Esas palabras eran como un ominoso presagio a toda mi alegría de los últimos tiempos. Me sentí helado, sin fuerzas.

—Qué extraño será para ti, hermano —dijo—. Viajarás hacia un lado y hacia otro, y llegará un momento en que te volverás para decirme: “Enkidu, ¿ves el elefante en la marisma?” “Enkidu, ¿debemos escalar las murallas de la ciudad?” Y yo no te responderé. No estaré a tu lado. Tendrás que hacer todas esas cosas sin mí.

Tenía la impresión de que una mano aferraba mi garganta.

—Será muy extraño, sí.

Se irguió un poco más, sentado en la cama, y volvió la cabeza hacia mí.

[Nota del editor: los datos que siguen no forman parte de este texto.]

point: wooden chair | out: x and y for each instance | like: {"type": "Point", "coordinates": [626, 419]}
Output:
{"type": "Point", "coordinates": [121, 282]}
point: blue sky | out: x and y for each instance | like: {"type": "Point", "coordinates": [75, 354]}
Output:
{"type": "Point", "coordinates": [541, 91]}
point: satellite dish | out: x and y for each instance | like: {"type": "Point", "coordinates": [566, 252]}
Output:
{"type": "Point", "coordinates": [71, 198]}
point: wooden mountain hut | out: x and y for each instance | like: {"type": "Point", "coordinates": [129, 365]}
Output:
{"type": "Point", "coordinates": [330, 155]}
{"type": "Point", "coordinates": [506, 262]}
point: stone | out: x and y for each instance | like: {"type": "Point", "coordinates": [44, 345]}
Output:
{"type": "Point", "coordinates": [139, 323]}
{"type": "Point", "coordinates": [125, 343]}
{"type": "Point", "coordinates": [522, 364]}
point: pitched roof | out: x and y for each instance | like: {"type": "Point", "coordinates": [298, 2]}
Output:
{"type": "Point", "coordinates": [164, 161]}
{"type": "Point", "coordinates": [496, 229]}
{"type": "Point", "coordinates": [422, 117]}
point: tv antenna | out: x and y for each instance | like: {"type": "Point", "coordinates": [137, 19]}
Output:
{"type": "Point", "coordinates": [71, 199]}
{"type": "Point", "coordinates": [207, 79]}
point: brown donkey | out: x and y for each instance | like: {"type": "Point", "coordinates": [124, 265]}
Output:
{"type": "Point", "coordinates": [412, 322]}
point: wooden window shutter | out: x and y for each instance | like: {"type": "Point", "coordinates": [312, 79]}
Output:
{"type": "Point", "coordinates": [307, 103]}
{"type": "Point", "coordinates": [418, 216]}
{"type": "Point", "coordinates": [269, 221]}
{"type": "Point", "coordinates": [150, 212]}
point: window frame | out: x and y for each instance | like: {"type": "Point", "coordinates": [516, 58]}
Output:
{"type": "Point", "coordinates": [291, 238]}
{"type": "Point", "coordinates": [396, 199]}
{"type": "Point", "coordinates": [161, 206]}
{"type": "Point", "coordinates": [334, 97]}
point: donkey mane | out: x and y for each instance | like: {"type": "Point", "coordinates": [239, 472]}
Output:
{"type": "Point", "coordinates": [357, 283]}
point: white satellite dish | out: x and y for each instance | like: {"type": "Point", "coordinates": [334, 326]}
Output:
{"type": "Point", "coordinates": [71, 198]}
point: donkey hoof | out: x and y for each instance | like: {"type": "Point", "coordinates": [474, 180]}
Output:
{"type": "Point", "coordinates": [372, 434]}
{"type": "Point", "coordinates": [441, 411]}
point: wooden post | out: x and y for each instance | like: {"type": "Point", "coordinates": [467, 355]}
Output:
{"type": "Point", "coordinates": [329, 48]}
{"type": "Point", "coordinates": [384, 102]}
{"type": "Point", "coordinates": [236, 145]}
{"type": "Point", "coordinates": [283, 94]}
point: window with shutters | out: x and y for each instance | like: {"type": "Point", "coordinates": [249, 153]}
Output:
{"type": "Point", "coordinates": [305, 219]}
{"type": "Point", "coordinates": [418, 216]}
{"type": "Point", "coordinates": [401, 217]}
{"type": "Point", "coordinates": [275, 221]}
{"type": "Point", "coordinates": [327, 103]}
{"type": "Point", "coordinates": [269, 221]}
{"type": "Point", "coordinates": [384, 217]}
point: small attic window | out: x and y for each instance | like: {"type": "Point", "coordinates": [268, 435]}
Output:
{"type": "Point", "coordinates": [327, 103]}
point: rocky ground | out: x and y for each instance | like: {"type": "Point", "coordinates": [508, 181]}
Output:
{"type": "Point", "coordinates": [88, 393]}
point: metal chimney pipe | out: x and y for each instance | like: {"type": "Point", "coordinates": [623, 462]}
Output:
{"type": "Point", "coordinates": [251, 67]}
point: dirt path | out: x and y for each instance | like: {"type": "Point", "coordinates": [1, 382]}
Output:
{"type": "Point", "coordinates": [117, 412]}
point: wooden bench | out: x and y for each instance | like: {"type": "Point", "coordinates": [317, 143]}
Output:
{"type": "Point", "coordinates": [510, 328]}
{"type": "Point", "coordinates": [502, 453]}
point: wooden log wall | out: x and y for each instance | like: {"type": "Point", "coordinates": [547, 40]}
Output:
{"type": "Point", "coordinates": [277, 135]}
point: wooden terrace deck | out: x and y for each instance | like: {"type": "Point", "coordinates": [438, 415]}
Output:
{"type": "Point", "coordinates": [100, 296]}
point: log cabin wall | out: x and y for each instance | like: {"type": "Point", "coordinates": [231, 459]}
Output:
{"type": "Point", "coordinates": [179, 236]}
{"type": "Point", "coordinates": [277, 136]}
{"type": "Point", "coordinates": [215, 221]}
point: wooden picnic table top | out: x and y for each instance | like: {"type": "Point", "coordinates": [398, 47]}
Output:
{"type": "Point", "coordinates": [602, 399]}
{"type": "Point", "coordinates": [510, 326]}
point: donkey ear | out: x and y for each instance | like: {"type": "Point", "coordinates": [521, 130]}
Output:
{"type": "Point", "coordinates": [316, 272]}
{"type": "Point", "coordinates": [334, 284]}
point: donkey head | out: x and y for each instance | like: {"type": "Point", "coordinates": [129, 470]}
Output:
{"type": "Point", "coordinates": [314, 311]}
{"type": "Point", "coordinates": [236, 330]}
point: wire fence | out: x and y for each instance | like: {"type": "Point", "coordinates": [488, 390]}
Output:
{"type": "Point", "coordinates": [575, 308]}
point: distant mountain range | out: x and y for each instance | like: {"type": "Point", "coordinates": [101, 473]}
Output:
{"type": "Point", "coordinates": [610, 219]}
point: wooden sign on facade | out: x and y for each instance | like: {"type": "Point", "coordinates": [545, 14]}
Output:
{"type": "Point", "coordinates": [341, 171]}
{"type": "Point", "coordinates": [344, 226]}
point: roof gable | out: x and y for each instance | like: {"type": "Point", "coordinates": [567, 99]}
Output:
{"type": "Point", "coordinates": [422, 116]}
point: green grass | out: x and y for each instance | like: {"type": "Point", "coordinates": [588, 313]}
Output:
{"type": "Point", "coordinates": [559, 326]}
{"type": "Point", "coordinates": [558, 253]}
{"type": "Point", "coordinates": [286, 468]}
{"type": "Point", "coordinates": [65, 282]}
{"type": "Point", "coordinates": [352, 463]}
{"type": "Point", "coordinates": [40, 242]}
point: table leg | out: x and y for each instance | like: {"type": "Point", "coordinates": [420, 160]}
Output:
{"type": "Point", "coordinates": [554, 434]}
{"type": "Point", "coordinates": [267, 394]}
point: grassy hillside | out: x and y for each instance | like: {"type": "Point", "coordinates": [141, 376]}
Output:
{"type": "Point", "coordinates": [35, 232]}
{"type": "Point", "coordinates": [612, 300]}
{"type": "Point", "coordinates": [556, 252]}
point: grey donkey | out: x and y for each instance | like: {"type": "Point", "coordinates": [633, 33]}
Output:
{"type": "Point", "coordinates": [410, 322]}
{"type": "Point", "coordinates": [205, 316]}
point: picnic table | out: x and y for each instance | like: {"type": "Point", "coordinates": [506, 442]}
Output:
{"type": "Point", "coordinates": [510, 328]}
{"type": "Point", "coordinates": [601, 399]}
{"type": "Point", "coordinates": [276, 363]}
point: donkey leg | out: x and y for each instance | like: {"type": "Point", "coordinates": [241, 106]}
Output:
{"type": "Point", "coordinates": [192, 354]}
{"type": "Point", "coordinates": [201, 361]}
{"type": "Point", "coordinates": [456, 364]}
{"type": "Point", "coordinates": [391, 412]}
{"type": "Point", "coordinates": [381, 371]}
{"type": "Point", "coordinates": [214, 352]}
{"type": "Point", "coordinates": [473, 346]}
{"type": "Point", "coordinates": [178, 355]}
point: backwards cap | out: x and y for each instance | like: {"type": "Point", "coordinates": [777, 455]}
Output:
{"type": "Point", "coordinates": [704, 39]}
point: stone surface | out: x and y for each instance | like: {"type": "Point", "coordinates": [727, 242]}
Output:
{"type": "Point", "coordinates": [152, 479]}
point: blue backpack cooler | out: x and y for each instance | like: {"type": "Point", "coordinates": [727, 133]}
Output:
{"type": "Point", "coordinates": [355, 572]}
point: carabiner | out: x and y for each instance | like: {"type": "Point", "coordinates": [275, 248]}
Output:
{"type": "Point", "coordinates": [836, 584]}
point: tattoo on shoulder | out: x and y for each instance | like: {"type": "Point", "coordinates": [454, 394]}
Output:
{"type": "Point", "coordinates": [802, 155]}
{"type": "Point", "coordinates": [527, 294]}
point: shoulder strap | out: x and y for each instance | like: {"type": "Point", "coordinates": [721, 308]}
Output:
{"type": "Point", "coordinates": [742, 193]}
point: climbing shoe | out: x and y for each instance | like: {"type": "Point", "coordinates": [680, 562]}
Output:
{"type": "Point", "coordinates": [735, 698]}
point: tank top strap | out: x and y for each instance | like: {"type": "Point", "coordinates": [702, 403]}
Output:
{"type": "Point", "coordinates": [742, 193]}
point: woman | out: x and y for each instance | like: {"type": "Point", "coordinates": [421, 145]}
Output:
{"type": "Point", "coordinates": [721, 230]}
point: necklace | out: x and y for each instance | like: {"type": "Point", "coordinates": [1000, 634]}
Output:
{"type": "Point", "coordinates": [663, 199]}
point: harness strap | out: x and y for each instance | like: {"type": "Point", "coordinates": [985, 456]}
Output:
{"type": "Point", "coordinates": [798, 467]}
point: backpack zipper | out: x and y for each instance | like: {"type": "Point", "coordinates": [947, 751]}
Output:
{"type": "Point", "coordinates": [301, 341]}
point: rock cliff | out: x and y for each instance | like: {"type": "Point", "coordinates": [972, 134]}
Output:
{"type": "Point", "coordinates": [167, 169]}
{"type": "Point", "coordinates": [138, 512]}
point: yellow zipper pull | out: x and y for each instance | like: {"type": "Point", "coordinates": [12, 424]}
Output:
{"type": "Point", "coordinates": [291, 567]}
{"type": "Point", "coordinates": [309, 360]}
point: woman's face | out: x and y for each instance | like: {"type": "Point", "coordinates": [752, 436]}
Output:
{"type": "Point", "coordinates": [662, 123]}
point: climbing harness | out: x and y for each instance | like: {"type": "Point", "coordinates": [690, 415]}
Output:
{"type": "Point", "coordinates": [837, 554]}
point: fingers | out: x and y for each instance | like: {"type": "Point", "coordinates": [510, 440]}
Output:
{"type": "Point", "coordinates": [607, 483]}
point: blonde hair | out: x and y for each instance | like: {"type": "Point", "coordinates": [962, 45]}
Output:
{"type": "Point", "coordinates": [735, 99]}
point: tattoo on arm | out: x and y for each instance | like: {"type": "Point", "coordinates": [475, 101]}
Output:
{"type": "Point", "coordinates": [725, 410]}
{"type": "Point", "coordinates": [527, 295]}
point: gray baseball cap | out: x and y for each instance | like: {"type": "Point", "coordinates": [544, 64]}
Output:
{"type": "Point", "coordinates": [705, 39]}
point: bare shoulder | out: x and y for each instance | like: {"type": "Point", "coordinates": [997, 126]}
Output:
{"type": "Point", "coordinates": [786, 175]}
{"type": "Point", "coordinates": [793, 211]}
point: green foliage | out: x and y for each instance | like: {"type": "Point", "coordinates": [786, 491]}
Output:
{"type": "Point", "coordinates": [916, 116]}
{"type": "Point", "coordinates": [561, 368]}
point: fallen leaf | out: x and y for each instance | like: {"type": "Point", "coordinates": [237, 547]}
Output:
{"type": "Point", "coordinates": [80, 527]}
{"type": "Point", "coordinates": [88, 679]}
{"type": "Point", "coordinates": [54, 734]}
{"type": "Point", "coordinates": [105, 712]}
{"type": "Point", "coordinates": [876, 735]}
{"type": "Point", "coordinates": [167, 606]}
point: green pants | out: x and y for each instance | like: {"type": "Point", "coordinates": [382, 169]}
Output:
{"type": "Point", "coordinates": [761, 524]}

—Tus ojos parecen distintos hoy. ¿Estás llorando? No creo haberte visto llorar nunca antes, hermano. —Sonrió—. Ahora siento muy poco dolor.

Asentí. Sabía por qué. El pesar me abrumó como un peso de piedra.

Luego su sonrisa se borró de su rostro, y con una voz sombría y dura dijo:

—¿Sabes lo que más lamento, hermano, aparte de tener que dejarte solo? Lamento que por culpa de la maldición de la gran diosa deba morir de esta forma tan vergonzosa, en mi cama, yéndome lentamente. El hombre que cae en batalla muere una muerte feliz: pero yo debo morir en la vergüenza.

Eso no me importaba tanto como parecía importarle a él. Lo que me abrumaba en aquellos momentos no tenía nada ver con detalles tan delicados como la vergüenza y el orgullo. Aunque él seguía con vida, sufría ya su pérdida. No me importaba cómo o cuándo o de qué manera había sido infligida aquella pérdida.

—La muerte es la muerte, venga como venga —dije, encogiéndome de hombros.

—Me hubiera gustado que viniera de una forma distinta —dijo Enkidu.

No pude decir nada. La muerte lo había aferrado, y los dos lo sabíamos, y las palabras ya no podían alterar nada. El sacerdote-barú Namennaduma lo había sabido desde un principio, y había intentado decírmelo, pero en mi ceguera no había querido ver la verdad. La muerte había caído sobre Enkidu; y Gilgamesh el rey era impotente de hacer nada contra ella.